Como aceder àquela “torre de silêncio” que nos parece pedir exageradamente o poder das sensações? Como podemos
nós fazer parte destes mundos, dos quais só vagamente podemos encontrar referências nas nossas memórias mais
esquecidas. E devagar, procuramos a ausência-presença porque sabemos que é possível mudar a ausência-ausência que,
por vezes, nos angustia, negando a presença-presença porque adivinhamos o quanto é angustiante para o outro.
Acreditamos poder criar, no jogo habitual das interacções, os pontos inabituais que nos façam convergentes os olhares e
os sorrisos; sabendo que este é o caminho na “diferença da normalidade” mas interrogando-nos constantemente quando
nos movimentamos na “normalidade da diferença”.
Se nos permitem acabamos, ou melhor, fazemos uma pausa neste encontro que a Direcção Regional de Educação de
Lisboa e Vale do Tejo nos proporcionou, transcrevendo um poema de Almada Negreiros…
MÃE
Mãe!
Vem ouvir a minha cabeça a contar histórias ricas que ainda não viajei! Traz tinta encarnada para
escrever estas coisas! Tinta cor de sangue, sangue verdadeiro encarnado!
Mãe! Passa a tua mão pela minha cabeça!
Eu ainda não fiz viagens e a minha cabeça não se lembra senão de viagens! Eu vou viajar. Tenho sede!
Eu prometo saber viajar.
Quando voltar é para subir os degraus da tua casa um por um. Eu vou aprender de cor os degraus da
nossa casa. Depois venho sentar-me a teu lado. Tu a coseres e eu a contar-te as minhas viagens, aquelas que eu
viajei, tão parecidas com as que não viajei, escritas ambas com as mesmas palavras.
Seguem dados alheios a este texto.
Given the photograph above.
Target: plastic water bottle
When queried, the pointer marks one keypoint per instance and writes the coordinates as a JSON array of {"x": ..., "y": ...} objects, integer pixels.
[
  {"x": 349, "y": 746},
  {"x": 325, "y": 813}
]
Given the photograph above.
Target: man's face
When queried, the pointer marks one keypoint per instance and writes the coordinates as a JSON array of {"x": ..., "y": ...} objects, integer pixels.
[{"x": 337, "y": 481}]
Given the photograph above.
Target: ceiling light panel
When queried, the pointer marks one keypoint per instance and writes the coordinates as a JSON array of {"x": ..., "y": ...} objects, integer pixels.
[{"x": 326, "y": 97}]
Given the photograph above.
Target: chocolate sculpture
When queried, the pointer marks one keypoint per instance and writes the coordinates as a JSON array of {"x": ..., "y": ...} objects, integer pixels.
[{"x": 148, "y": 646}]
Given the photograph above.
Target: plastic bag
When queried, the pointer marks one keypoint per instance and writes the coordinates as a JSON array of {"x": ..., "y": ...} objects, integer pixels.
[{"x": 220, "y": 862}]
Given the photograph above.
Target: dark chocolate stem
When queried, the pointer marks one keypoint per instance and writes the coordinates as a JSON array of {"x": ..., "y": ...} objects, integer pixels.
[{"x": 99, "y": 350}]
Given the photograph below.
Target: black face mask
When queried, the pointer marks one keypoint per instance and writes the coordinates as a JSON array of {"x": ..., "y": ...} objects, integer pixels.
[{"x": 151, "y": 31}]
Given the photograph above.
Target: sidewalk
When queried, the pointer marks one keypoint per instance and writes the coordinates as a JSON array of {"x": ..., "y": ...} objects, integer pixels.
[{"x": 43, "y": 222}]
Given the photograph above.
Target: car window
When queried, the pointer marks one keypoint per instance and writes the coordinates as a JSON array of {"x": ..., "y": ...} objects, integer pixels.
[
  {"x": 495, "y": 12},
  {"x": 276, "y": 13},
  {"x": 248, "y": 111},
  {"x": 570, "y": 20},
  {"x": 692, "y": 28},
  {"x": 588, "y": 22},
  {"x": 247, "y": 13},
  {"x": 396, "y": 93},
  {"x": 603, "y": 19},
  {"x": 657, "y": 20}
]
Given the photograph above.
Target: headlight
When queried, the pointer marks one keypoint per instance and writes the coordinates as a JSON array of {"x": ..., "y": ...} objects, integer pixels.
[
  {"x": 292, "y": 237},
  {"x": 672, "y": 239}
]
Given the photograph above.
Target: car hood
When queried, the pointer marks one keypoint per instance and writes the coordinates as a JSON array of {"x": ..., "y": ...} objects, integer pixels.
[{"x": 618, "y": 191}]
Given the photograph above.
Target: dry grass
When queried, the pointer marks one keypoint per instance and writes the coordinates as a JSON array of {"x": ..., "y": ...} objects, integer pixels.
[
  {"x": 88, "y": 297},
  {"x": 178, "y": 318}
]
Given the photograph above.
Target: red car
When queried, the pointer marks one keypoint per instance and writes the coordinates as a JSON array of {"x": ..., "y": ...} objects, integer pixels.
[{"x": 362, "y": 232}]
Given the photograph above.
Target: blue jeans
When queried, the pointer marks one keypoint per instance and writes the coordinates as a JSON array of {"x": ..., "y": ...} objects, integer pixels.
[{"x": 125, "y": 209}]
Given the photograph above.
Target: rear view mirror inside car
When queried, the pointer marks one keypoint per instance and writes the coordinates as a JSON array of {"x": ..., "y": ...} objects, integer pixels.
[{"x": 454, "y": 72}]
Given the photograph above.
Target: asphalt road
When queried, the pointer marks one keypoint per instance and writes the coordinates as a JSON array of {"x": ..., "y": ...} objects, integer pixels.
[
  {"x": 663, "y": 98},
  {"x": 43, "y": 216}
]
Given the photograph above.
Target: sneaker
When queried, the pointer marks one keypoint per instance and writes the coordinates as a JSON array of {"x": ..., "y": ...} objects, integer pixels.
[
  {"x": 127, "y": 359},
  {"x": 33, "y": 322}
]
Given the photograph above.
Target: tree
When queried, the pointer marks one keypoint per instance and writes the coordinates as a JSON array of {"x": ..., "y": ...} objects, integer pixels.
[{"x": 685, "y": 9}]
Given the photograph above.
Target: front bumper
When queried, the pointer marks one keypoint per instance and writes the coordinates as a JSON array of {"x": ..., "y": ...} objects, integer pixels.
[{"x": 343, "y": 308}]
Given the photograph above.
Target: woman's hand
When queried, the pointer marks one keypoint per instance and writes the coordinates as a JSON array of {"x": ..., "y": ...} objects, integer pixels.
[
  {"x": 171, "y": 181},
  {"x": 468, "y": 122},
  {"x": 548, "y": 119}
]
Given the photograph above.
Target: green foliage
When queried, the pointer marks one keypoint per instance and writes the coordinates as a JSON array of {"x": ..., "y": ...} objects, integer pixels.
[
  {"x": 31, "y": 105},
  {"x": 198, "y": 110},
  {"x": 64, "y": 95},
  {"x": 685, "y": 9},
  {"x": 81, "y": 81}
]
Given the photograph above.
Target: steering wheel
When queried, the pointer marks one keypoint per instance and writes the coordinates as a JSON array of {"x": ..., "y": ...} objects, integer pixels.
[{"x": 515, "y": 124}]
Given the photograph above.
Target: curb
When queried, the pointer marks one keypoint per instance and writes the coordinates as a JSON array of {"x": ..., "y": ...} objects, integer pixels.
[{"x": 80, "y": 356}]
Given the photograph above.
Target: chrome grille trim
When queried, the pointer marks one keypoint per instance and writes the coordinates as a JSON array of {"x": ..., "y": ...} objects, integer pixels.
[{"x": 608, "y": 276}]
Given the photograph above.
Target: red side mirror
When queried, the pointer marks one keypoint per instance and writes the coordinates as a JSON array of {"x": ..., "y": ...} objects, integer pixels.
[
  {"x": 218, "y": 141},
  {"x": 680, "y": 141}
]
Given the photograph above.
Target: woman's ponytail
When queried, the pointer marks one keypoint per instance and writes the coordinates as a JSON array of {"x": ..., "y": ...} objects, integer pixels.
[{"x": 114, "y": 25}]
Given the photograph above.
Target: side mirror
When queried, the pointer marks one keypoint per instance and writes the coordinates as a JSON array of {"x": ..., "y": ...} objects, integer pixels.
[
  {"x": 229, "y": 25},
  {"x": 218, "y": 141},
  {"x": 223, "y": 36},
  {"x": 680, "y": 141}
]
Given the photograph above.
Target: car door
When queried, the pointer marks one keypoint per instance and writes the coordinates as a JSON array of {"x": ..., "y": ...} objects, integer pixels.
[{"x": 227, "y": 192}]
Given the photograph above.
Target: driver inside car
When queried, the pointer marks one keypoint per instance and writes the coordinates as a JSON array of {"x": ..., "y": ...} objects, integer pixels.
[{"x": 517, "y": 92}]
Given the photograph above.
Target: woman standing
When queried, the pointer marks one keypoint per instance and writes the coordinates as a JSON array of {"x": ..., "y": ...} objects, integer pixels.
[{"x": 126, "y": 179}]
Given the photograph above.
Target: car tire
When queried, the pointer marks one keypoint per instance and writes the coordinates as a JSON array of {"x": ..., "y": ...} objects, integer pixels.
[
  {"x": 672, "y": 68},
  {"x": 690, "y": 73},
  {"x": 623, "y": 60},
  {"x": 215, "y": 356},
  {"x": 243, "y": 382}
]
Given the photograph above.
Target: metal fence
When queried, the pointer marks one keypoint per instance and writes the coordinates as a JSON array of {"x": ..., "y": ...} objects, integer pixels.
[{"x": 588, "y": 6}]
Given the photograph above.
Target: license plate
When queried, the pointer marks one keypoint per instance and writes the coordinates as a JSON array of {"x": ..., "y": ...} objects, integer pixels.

Mãe! Ata as tuas mãos às minhas e dá um nó cego muito apertado! Eu quero ser qualquer coisa da nossa
casa. Como a mesa. Eu também quero Ter um feitio que sirva exactamente para a nossa casa, como a mesa.
Mãe! Passa a tua mão pela minha cabeça!
Quando passas a tua mão na minha cabeça é tudo tão verdade!